ЛИТЕРАТУРНО-ХУДОЖЕСТВЕННЫЙ ПРОЕКТ | ||
|
||
|
За военные фетовские завои императорских астр; за, наоборот — острые, розы соборов, отражающиеся в зеркальных стеклах роллс-ройса; за сосновую музыку своей дорогой Савойи; за Ламартина со стрекозой; за провансаль парижских картин. Кажется, я сейчас разочар ую ау диторию. Вряд ли во рту у меня спрятан доклад. Скорей — сообщение.
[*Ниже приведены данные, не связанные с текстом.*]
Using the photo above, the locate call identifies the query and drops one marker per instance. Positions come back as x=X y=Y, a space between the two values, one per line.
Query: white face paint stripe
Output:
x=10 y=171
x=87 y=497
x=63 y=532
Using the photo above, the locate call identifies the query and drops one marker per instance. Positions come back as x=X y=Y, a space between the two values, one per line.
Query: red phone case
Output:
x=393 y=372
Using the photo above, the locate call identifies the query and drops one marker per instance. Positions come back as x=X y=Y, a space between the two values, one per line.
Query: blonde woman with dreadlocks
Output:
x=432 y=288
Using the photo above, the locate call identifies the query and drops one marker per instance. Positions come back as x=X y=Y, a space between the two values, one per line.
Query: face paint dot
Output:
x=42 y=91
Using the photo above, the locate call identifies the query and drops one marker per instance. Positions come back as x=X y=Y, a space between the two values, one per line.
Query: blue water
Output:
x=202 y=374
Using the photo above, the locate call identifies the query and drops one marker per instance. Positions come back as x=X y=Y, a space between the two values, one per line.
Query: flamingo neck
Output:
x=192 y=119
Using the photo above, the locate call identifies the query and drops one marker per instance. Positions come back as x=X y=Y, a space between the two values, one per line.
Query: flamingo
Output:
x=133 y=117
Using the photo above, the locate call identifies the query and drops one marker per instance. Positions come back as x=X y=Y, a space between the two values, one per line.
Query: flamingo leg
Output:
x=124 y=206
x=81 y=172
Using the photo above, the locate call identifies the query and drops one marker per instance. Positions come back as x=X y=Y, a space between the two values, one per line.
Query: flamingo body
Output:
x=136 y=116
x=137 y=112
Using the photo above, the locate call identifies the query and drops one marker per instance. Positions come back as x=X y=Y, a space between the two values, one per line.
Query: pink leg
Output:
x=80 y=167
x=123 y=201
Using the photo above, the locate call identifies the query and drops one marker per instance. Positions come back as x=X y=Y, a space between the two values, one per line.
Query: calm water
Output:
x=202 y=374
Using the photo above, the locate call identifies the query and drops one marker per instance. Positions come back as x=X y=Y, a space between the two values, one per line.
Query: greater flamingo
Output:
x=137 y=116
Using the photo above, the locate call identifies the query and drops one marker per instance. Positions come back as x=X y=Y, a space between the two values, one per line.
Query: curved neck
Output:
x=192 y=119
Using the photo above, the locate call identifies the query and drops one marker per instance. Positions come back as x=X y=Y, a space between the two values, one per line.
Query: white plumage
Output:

И то — закавыченное, и то — как бы кончеевское, врученное через третьи руки — то, от которого, помните, сохранились лишь две строки:
Виноград созревал, изваянья в аллеях синели.
Небеса опирались на снежные плечи отчизны...
Какой «отчизны»? — следует здесь язвительно полюбопытствовать, — что-то не припоминаем мы таких русских картин, не наши это пейзажи; разве что ливадийскую отворили дворцовую оранжерею... А сколь непатриотично звучит грамматический эпиграф к занявшему нас сочинению ecrivain'а (плиточная латынь) с сомнительной птичьей псевдо-фамилией : «Воробей — птица. Россия — наше отечество. Смерть неизбежна». Так и вижу ледяной полированный лабрадор под швейцарскими «кипарисными тисами»... Идеальное место для успенья стилиста!
Вы скажете: зачем же подмешивать альпийские сливки в наше сегодняшнее шампанское? Но не всё ли равно? Всё — свое за сосновой доской Савойи. Стокгольм сливается с Осло — в стихах, написанных на смерть Ольги Ваксель. Могила ее — в скандинавском снегу. А Скандинавия этого сорта не знает границ, как и синонимичное ей искусство. В кипарисовом ларце Ниццы такой снег и такой лед лишь психоаналитически замещены мрамором. Изваянья синеют. Где — в нордическом или в романском море —дрейфует (не дрейфь, Дрейфус!) сахарный островок Бёклина? Без разницы. Нет здесь мыслительной дисциплины... Одно спасение — заподозрить зреющий набоковский виноград в принадлежности к красным — и, вооружась трехцветной астрой кокарды, вернуться к исходной точке.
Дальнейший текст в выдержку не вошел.